Comme cela aurait pu suffire.oui.
Retourner toutes les chaises, précipiter tous les objets fragiles pardessus le mobilier, balancer de la caillasse sur les carreaux, entendre l’explosion des brisures qui chutent sur le sol, crevasser le faux plafond, réduire l’espace en bouillie. Cela aurait pu être la solution.

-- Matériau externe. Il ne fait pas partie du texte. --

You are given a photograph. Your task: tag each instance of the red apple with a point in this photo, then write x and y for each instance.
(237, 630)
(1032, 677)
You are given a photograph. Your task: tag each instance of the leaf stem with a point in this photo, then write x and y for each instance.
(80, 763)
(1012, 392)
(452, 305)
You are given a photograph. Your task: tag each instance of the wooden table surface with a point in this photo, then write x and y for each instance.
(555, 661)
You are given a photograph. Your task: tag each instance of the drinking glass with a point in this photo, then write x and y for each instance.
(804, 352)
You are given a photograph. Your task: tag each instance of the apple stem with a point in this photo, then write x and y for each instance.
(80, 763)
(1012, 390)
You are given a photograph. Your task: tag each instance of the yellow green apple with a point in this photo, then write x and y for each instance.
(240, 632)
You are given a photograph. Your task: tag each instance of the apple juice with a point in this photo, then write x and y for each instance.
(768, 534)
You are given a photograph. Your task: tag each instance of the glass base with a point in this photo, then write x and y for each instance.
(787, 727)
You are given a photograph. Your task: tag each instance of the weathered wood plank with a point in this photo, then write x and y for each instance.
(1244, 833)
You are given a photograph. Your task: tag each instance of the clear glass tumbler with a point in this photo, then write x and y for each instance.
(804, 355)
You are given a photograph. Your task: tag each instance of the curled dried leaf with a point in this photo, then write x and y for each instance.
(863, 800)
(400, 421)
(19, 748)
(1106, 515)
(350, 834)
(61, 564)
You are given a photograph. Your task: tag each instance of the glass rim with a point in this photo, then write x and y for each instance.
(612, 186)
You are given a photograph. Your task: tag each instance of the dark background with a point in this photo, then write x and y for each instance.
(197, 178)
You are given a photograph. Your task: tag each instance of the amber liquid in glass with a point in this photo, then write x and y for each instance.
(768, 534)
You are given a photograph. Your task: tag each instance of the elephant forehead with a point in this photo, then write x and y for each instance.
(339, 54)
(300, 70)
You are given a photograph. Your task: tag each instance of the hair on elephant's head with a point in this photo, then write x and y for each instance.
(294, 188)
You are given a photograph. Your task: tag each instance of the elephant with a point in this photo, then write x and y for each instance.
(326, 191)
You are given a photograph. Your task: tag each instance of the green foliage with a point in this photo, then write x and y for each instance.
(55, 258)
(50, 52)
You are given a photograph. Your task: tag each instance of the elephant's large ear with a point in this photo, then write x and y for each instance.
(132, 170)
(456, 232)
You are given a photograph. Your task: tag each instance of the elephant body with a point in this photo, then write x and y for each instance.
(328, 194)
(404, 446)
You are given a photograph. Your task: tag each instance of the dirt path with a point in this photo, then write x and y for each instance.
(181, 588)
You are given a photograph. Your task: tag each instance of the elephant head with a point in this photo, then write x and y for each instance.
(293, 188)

Donner un coup de pied sec dans le mur, se briser trois orteils, s’éclater une veine, marteler son crane contre le béton jusqu’à en perdre connaissance, se relever, s’exploser contre ce même mur, s’en servir comme s’il avait été une arme, et contondante, s’en assener plusieurs blessures peu profondes et très douloureuses..un auto-passage à tabac . Elle aurait bien essayé. Rompre avec la vie pour mieux la vivre, crever pour respirer. pourquoi pas.
Mais non. cela de toute évidence , ne suffirait en rien. Une destruction frénétique, injustifiée, et qui plus est physiquement éprouvante, n’était pas la solution, aussi méthodique fut-elle.
Elle savait , qu’ intrinsèquement il lui fallait changer quelque chose, définitivement. un seul et unique petit détail, que personne ne verrait, qui bouleverserait tout , et d’une façon irréversible.
Elle n’était pas de celles qui forçaient les changements, et encore moins dans la douleur. Elle supportait encore moins qu’on vienne à le voir, qu’on s’en mêle ou qu’on tente de la freiner par quelque morale, alors elle saurait être subtile, elle saurait changer les choses sans que personne ne s’en aperçoive..elle l’a toujours fait si bien.
Il lui fallait, cette fois, d’un coup, un seul, faire reposer tous les enjeux de sa vie sur un élément, sur un infime élemenceau, puis le faire rouler au-dessus d’un précipice, lentement, et plus rien ne serait jamais tenté d’être comme avant.
Elle se doutait bien, qu’un jour, il faudrait , que pour de bon, elle saute.